Florida Court of Appeals, Fourth District

April 4, 2018

DIVISION OF ADMINISTRATIVE HEARINGS and BERNARD BELZI, individually and as Personal Representative of the ESTATE OF PATRICIA BELZI, deceased, and as legal guardian and parent of A.B., a minor, Appellees. Past Years Future Years Total Component of Analysis

         Not final until disposition of timely filed motion for rehearing.

          Appeal from the State of Florida, Division of Administrative Hearings; L.T. Case No. 15-3711MA.

          Mark Hicks and Mary Gniadek of Hicks, Porter, Ebenfeld & Stein, P.A., Miami, and Carol Glasgow and John Mauro of Billing, Cochran, Lyles, Mauro & Ramsey, P.A., Fort Lauderdale, for appellant.

          Robert W. Kelley and Bonnie A. Navin of Kelley Uustal, PLC, and Paul R. Regensdorf, High Springs, for appellees.

          Warner, J.

         In this appeal from a final arbitration award for a medical malpractice claim involving the death of a woman who was both a wife and mother, the appellants contend that the arbitration panel erred in awarding economic damages for the loss of companionship and guidance to the husband and child. The panel also awarded the maximum statutory limitation as an award for non-economic damages. We reverse the award of economic damages for loss of companionship and guidance, as these are non-economic damages covered by the statutory limitation on such damages. The appellants also claim that the award for lost support should be reversed because of the introduction of inadmissible hearsay state of mind evidence. We affirm the loss of support award, as the evidence was admissible and the award was supported by competent substantial evidence. Because of our partial reversal, we also reverse the attorney's fee award for recalculation.

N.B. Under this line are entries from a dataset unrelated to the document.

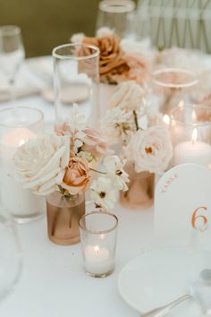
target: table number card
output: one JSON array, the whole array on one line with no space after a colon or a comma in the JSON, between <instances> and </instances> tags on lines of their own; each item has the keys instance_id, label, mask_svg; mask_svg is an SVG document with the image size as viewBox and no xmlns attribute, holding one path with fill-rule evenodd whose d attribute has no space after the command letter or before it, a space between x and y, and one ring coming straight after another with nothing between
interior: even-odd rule
<instances>
[{"instance_id":1,"label":"table number card","mask_svg":"<svg viewBox=\"0 0 211 317\"><path fill-rule=\"evenodd\" d=\"M211 171L182 164L167 171L155 194L156 246L211 242Z\"/></svg>"}]
</instances>

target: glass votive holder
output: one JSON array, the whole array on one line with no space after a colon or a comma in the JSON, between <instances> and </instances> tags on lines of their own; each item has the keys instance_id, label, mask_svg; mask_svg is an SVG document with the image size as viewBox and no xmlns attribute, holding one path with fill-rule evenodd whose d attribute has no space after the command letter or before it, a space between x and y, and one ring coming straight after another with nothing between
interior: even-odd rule
<instances>
[{"instance_id":1,"label":"glass votive holder","mask_svg":"<svg viewBox=\"0 0 211 317\"><path fill-rule=\"evenodd\" d=\"M196 163L211 168L211 107L184 105L170 117L173 146L172 166Z\"/></svg>"},{"instance_id":2,"label":"glass votive holder","mask_svg":"<svg viewBox=\"0 0 211 317\"><path fill-rule=\"evenodd\" d=\"M99 107L99 48L94 45L64 44L53 50L55 130L71 121L77 103L89 125L96 125Z\"/></svg>"},{"instance_id":3,"label":"glass votive holder","mask_svg":"<svg viewBox=\"0 0 211 317\"><path fill-rule=\"evenodd\" d=\"M194 102L198 82L197 74L187 69L155 70L152 73L152 90L159 112L169 115L178 105Z\"/></svg>"},{"instance_id":4,"label":"glass votive holder","mask_svg":"<svg viewBox=\"0 0 211 317\"><path fill-rule=\"evenodd\" d=\"M93 211L80 219L80 235L86 273L105 278L114 270L118 218L106 211Z\"/></svg>"},{"instance_id":5,"label":"glass votive holder","mask_svg":"<svg viewBox=\"0 0 211 317\"><path fill-rule=\"evenodd\" d=\"M0 111L1 203L20 223L37 218L45 210L45 199L15 180L13 160L18 147L43 132L43 116L40 110L27 107Z\"/></svg>"}]
</instances>

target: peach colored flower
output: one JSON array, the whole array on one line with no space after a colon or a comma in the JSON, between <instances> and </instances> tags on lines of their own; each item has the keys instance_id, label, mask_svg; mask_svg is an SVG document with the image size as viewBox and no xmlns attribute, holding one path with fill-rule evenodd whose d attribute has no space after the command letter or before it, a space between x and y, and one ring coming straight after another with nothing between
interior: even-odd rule
<instances>
[{"instance_id":1,"label":"peach colored flower","mask_svg":"<svg viewBox=\"0 0 211 317\"><path fill-rule=\"evenodd\" d=\"M74 157L70 158L61 186L72 195L75 195L85 192L89 184L89 168L87 161L81 158Z\"/></svg>"},{"instance_id":2,"label":"peach colored flower","mask_svg":"<svg viewBox=\"0 0 211 317\"><path fill-rule=\"evenodd\" d=\"M84 142L82 150L90 152L93 157L107 154L108 144L101 133L90 127L86 127L82 132L85 134L85 137L81 139Z\"/></svg>"},{"instance_id":3,"label":"peach colored flower","mask_svg":"<svg viewBox=\"0 0 211 317\"><path fill-rule=\"evenodd\" d=\"M94 44L100 49L99 73L101 82L116 83L114 75L129 71L124 53L120 47L120 39L114 34L100 38L87 37L83 39L83 43Z\"/></svg>"}]
</instances>

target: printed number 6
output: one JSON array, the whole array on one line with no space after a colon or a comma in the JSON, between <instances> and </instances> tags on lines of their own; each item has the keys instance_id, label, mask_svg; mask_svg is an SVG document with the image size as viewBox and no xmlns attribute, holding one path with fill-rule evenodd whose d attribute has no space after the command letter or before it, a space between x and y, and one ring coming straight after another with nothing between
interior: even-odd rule
<instances>
[{"instance_id":1,"label":"printed number 6","mask_svg":"<svg viewBox=\"0 0 211 317\"><path fill-rule=\"evenodd\" d=\"M200 209L202 209L204 210L207 210L207 207L198 207L198 208L197 208L193 211L193 214L192 214L191 225L192 225L192 227L194 229L200 230L200 231L205 231L207 228L207 227L208 227L208 220L207 220L207 218L206 216L198 215L198 211L199 211ZM200 221L200 225L197 226L197 222L198 222L198 220L201 220Z\"/></svg>"}]
</instances>

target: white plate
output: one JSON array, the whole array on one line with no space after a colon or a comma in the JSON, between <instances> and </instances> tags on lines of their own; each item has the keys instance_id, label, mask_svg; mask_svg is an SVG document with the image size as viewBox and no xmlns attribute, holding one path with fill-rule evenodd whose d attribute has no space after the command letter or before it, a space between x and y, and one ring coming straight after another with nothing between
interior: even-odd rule
<instances>
[{"instance_id":1,"label":"white plate","mask_svg":"<svg viewBox=\"0 0 211 317\"><path fill-rule=\"evenodd\" d=\"M208 253L209 261L210 253ZM207 254L186 248L156 249L139 255L120 272L118 289L122 299L140 313L166 304L190 293L190 280L205 269ZM175 307L171 316L200 316L194 300Z\"/></svg>"}]
</instances>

         The Estate of Patricia Belzi and Bernard Belzi (collectively "the Estate"), brought a medical negligence, wrongful death action against Dr. Andrew Agbi and Plantation General Hospital (collectively "the Hospital") alleging that their medical negligence caused the death of Belzi's twenty-four-year-old wife, Patricia, when she was eight months pregnant with their child, Abigail, who survived. After presuit investigation by the Hospital, the parties agreed to voluntary binding arbitration pursuant to section 766.207, Florida Statutes (2014) et seq., to determine damages. Pursuant to the statute, the damages recoverable in arbitration proceedings are limited to:

(a) Net economic damages shall be awardable, including, but not limited to, past and future medical expenses and 80 percent of wage loss and loss of earning capacity, offset by any collateral source payments.
(b) Noneconomic damages shall be limited to a maximum of $250, 000 per incident . . . .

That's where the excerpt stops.